Sulla non rilevanza, ai fini del diritto al compenso del professionista, dell’esistenza di una procura alle liti non ritualmente rilasciata ex art. 83 c.p.c. (Cass., Sez. VI, Ord., 6 febbraio 2015, n. 2321)

Il caso affrontato nella sentenza in commento è quello di un avvocato, il quale aveva chiesto ed ottenuto che il Tribunale ingiungesse ad un collega, per la rappresentanza ed il patrocinio svolti in favore di quest’ultimo in un procedimento civile, il pagamento di una somma di denaro.
Proponeva opposizione l’ingiunto eccependo, tra l’altro, il mancato rituale conferimento della procura ad litem.

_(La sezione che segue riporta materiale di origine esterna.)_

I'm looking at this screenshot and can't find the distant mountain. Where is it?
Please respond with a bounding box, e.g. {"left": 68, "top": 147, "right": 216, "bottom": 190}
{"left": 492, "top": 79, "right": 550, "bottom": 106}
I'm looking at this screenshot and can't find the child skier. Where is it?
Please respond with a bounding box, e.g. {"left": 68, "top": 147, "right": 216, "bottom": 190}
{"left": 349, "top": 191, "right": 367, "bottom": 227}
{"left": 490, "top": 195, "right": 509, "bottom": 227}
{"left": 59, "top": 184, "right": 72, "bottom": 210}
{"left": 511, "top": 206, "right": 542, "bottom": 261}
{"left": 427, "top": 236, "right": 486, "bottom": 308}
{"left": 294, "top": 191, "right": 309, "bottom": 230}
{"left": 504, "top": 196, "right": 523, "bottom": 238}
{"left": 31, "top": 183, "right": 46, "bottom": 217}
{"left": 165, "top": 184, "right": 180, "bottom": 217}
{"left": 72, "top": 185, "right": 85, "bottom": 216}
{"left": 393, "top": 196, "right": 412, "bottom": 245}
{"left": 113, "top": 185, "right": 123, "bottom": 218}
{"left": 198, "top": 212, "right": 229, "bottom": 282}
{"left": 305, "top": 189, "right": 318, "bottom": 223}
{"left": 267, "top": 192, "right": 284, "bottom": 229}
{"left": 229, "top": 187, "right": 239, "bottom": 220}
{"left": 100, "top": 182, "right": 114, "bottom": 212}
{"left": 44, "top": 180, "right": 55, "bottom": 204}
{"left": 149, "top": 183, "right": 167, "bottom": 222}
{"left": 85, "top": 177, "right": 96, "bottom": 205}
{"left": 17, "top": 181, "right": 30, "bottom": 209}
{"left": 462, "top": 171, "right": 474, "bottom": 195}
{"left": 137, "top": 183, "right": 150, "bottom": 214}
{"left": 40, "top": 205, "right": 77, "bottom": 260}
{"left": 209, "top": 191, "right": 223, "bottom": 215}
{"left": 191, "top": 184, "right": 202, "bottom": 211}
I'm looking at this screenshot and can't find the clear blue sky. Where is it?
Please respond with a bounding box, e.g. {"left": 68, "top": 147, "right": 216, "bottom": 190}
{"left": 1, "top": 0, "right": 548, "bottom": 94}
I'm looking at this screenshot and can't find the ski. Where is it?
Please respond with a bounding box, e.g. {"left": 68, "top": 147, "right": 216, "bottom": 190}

Il Tribunale rigettava l’opposizione.
Adita la Corte d’Appello, anche questa rigettava il gravame.
Il legale proponeva quindi ricorso in cassazione.
Si pronunciava la Suprema Corte stabilendo il principio secondo cui, ai fini del diritto al compenso professionale, non rileva l’esistenza di una procura alle liti non ritualmente rilasciata ex art. 83 c.p.c.
A conforto del principio suesposto la Suprema Corte evidenzia la differente funzione svolta dalla procura (atto ad efficacia esterna, idoneo a giustificare, nei confronti dei terzi, la difesa svolta dal professionista in favore del cliente e, nei confronti del cliente, l’assunzione di iniziative processuali destinate ad incidere nella sua sfera giuridica) e dal mandato professionale (atto a rilevanza interna, necessario per la riferibilità degli effetti dell’attività professionale svolta della quale si chiede il pagamento).
Aggiunge la Suprema Corte che il rigore formale che presidia il conferimento della procura e la sua stessa esistenza sono funzionali al primo dei due aspetti, ma non toccano il secondo che dipende solo dal riscontrato esercizio di una valida difesa in favore del cliente stesso.
E, nel caso di specie, l’esercizio di una valida difesa in favore del cliente-avvocato risulta attestata dalla redazione, sottoscrizione e deposito degli atti difensivi da parte della professionista nonché dalla attività difensiva svolta dalla stessa in udienza (la sottoscrizione del verbale da parte del giudice istruttore avrebbe infatti costituito prova privilegiata dell’espletamento dell’incarico). Con la conseguenza del sorgere del diritto della professionista al compenso.
Del resto, aggiunge la Suprema Corte, la ritualità della procura, nella fattispecie esaminata, non ha formato oggetto di eccezione da parte dell’avversario nel processo ove si svolse l’incarico, avversario che è l’unico interessato al rispetto delle formalità di conferimento della procura.